This Committee shall be comprised of a minimum of three and maximum of six Directors. They shall be exclusively non-executive Directors
appointed by the Board, two of whom, at least, must be Independent Directors. The Chairman of the Committee shall be chosen by the
Independent Directors that comprise it.
Area of competence:
1. Evaluate the skills, knowledge and experience necessary on the Board of Directors. For these purposes, it shall define the abilities and
functions required by candidates to cover each vacancy, and assess the time and dedication required to correctly carry out their functions.
2. Establish a representation goal for the less represented sex on the Board of Directors and create guidelines for how to achieve said goal.
3. Pass along to the Board of Directors proposals for appointments of Independent Directors for their designation by co-opting or for their
submission to the decision of the General Shareholders’ Meeting, as well as proposals for the re-election or removal of said Directors by the
General Shareholders’ Meeting.
4. Inform the Board of proposals for appointments of remaining Directors for their designation by co-opting or for their submission to the
decision of the General Shareholders’ Meeting, as well as proposals for their re-election or removal by the General Shareholders’ Meeting.
5. Provide notification of proposals for appointing or removing senior management and the basic conditions of their contracts.
6. Examine or organise the Chairman of the Board’s and the chief executive’s succession and, if appropriate, bring proposals before the Board
so that such successions are effected in an orderly fashion.
7. Propose to the Board of Directors the remuneration policy for the Directors and general managers or for those who perform functions of
upper management that are directly dependent upon the Board, the Executive Committees
or Chief Executives, as well as individual remuneration and other contractual conditions for executive Directors, ensuring their compliance.

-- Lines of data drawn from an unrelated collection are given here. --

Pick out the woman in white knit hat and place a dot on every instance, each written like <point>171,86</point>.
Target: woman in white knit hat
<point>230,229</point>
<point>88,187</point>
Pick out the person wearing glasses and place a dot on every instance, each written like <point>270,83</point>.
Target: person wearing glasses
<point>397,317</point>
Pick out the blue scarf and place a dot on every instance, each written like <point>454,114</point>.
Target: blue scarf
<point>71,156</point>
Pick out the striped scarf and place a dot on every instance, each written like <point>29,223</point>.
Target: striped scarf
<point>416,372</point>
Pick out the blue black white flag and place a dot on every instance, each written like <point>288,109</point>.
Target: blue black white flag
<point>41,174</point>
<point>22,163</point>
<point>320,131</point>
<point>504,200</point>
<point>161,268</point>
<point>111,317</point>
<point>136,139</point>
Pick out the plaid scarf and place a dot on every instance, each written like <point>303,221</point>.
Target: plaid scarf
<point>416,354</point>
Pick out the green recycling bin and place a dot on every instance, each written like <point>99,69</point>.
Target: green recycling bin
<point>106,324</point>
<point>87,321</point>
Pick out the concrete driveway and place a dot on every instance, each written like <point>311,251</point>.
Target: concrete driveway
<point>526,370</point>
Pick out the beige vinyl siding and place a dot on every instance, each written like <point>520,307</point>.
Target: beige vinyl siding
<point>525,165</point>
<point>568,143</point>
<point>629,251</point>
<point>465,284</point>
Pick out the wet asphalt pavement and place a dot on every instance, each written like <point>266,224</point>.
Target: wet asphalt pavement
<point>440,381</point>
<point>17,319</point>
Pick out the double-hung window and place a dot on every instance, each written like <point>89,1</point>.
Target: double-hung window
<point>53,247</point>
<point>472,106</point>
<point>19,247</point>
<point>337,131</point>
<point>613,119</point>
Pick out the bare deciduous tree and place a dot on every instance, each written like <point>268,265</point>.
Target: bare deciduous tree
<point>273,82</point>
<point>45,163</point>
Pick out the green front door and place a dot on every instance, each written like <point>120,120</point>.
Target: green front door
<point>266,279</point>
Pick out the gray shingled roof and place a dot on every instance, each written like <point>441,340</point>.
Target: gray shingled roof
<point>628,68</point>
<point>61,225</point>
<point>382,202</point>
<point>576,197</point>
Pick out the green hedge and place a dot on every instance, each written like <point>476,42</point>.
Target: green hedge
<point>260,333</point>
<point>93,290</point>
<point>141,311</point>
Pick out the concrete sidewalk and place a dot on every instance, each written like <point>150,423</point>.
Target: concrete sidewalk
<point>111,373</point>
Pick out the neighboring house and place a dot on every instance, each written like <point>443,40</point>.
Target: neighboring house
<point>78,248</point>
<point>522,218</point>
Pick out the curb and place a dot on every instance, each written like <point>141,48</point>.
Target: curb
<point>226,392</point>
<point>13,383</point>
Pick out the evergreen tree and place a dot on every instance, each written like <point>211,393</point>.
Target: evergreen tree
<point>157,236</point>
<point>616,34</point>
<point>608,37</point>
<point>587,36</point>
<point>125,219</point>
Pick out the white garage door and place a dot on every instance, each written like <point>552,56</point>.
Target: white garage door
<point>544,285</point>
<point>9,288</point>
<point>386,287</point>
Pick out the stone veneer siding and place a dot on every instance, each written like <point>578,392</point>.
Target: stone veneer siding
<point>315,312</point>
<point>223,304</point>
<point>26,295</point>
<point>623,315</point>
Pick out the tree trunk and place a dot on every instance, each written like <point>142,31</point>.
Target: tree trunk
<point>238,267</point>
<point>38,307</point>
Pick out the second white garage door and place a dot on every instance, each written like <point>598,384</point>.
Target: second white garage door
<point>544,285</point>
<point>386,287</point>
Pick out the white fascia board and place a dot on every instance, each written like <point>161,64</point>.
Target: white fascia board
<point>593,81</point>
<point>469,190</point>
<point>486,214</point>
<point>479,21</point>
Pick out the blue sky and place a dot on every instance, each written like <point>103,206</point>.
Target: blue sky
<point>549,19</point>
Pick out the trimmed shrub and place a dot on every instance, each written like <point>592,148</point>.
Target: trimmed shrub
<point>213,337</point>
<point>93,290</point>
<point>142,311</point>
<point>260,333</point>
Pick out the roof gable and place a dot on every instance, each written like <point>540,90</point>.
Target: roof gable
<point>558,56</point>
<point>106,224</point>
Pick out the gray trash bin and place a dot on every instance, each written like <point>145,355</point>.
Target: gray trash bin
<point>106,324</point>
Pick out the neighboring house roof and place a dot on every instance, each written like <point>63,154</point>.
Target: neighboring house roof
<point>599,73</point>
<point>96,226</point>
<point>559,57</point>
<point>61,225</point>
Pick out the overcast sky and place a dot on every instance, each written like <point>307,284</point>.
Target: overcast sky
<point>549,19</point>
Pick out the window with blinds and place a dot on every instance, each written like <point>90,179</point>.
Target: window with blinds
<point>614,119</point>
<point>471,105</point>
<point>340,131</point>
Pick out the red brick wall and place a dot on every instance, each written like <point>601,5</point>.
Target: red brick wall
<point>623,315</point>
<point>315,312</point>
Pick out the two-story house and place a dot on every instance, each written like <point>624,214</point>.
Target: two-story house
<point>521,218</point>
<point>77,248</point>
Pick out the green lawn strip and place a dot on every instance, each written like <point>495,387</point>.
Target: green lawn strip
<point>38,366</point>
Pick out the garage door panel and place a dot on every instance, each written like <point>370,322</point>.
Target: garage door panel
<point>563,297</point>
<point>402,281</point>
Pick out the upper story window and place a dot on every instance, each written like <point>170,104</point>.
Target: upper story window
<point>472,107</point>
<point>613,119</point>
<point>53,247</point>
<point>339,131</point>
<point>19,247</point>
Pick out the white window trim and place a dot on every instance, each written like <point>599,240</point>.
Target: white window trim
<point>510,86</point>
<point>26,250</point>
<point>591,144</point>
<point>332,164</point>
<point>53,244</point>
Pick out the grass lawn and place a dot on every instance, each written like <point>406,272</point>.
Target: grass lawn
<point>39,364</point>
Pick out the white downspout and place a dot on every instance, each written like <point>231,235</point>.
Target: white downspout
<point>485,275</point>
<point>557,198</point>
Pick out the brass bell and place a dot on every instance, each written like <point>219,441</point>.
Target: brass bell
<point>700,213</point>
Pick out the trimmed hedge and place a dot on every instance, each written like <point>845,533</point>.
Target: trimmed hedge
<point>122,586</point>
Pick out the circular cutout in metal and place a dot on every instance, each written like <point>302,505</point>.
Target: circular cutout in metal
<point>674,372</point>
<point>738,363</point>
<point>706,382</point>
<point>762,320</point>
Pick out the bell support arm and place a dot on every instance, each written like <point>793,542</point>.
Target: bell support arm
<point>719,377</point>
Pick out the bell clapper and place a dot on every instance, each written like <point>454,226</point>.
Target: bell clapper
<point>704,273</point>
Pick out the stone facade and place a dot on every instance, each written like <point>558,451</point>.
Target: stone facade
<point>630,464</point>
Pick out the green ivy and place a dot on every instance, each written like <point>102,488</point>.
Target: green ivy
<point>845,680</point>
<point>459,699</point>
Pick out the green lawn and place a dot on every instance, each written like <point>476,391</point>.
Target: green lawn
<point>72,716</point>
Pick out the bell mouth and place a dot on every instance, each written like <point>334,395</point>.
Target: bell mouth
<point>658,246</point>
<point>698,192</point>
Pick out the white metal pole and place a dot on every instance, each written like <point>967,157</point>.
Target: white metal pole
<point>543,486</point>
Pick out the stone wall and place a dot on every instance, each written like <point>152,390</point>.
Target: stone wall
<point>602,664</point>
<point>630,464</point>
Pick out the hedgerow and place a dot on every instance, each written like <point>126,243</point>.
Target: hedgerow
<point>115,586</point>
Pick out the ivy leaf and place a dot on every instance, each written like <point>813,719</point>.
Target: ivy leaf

8. Supervise and monitor compliance with corporate governance rules and with the corporate social responsibility policy and plan, proposing
any necessary Reports to the Board.
9. Periodically evaluate the suitability of the corporate governance system, with the aim of ensuring that it fulfils its mission of promoting the
company’s interests.
The Board of Directors shall be informed of all the tasks carried out by the this Committee during its first meeting, and in all events the
corresponding documentation shall be made available to the Board so that it can take these actions into consideration when performing its
duties.
This Committee shall meet as often as considered necessary by its Chairman, or when requested by two of its members or the Board of Directors.
Furthermore, those other Directors who have expressed an interest and have been authorised by the Board of Directors may attend and
participate in this Committee’s meetings, with the right to speak but not vote, until they no longer hold their position. Said Directors without
a vote will receive the same information and meeting announcements as the other voting Directors on the Appointments, Remuneration and
Corporate Governance Committee at the same time.